Эрн, правда, следом оговорится – само по себе такое решение было «малосодержательно и малозначительно». Действительно, каждый из нас время от времени принимается судорожно искать согласие между своим внутренним миром и внешним его выражением. Мы настраиваем себя – каждый по своему камертону; крутим душу, как колки у гитары, – лишь бы добиться чистого звучания. Но постоянное напряжение струны нам оказывается, увы, недоступным, и вскоре инструмент оказывается где-то на антресолях, лак на барабане сереет от пыли, а струна дребезжит неимоверно.
Это и отличает нас от «старчика Григория Варсавы». «Сковорода обладал огромной цельностью и непоколебимой последовательностью воли», – пишет биограф. После Харькова начинается не просто тридцатилетний период его странствования. Начинается целая эпоха всматривания, вглядывания в себя, начинается эпоха «философии жизни» в ее непосредственном и цельном практическом выражении. Собственно, начинается «эпоха Сковороды», которая надолго останется в народной памяти, в легендах и рассказах о замечательном и удивительном старце, исходившем вдоль и поперек Украину и Малороссию.
В 1769 году, простившись с Харьковским коллегиумом, Сковорода находит уединение на хуторе Гужвинском, что в десяти верстах от Харькова.

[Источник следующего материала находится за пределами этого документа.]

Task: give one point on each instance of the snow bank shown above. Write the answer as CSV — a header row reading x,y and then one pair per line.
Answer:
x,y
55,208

Гужвинское принадлежало слобожанским помещикам Земборским, которых Сковорода «любил за добродушие их». «Судя по всему, это были люди не совсем заурядные, – пишет Ю. Барабаш. – Отставной прапорщик Василий Земборский приглашает оклеветанного философа под свой кров, хотя не может не понимать, что ссориться с его гонителями небезопасно. Его сын Иван, учась в коллегиуме, посещал „крамольные“ лекции Сковороды, что наверняка не могло понравиться начальству».
Впрочем, этот страх уже тогда можно было назвать несущественным. Гораздо сильнее была боязнь потерять удивительного человека, не приютить мудрого старца (которому еще и полвека-то не исполнилось) и тем самым отказаться от благодати, от Света.

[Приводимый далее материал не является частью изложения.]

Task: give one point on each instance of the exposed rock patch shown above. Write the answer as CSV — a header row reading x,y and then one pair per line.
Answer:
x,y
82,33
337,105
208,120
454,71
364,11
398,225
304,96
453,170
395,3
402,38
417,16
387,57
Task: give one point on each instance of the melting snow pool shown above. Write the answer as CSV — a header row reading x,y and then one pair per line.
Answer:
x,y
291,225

Уединение Сковороды в Гужвинском вышло замечательным. Место это, как рассказывал М. Ковалинский, было покрыто угрюмым лесом, который спускался к небольшой речке Лопань. Здесь, среди леса, находилась глухая пасека с заброшенной хижиной. Сковорода вообще любил лесные пасеки – и лучшего ему подарка от Земборских не требовалось.

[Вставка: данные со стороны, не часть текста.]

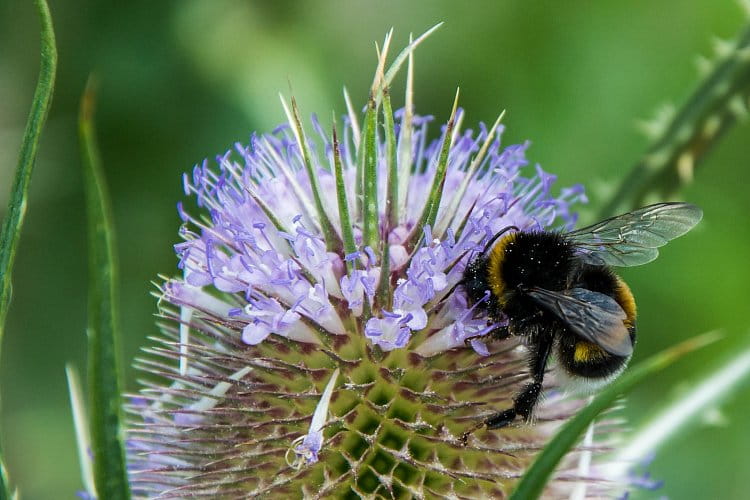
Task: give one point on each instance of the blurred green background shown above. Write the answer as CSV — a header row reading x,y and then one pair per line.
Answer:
x,y
182,80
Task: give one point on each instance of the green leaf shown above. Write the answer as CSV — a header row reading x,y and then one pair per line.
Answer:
x,y
343,203
683,411
431,206
534,480
333,242
13,223
110,475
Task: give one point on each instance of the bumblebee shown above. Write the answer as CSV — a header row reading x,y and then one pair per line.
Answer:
x,y
558,292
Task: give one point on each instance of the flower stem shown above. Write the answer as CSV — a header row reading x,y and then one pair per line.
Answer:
x,y
714,107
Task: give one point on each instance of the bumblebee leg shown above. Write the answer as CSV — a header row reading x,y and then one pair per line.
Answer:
x,y
525,401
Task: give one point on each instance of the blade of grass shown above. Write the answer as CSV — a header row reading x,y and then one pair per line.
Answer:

Здесь, «предавшись на свободе размышлениям и оградив свое спокойствие духом безмолвия, бесстрастием, бессуетностью, написал он первое свое сочинение в виде книги, названное им «Нарцисс, или познай себя».
«Это мой сын первородный», – скажет позднее Сковорода. «Это чистый источник его будущих сочинений», – скажет биограф. «Это начало его оригинальной гносеологии», – скажет историк философии. И все трое повторят с Соломоновой притчи: «Разума праведник – себе друг будет…»
О гносеологии Сковороды стоит сказать отдельно – уже хотя бы в свете известного спора о русской философии, которой отказывали и в оригинальности, и даже в самом существовании именно по причине отсутствия в ней стройной гносеологической системы – теории познания. Против критиков и оппонентов очень точно высказался Василий Зеньковский, заметив, что у философии, собственно, не один, а несколько корней, и все ее своеобразие этим и определяется. Поэтому ставить во главу угла теорию познания как признак «зрелости» философии совершенно не обязательно и, может быть, отчасти ошибочно.
«В русской философии есть некоторые своеобразные особенности, которые вообще отодвигают теорию познания на второстепенное место, – пишет В. Зеньковский, предваряя свою „Историю русской философии“. – Русские философы склонны к онтологизму… познание признается лишь частью и функцией нашего действования в мире, оно есть некое событие в процессе жизни, а потому его смысл, задачи и его возможности определяются из общего отношения нашего к миру».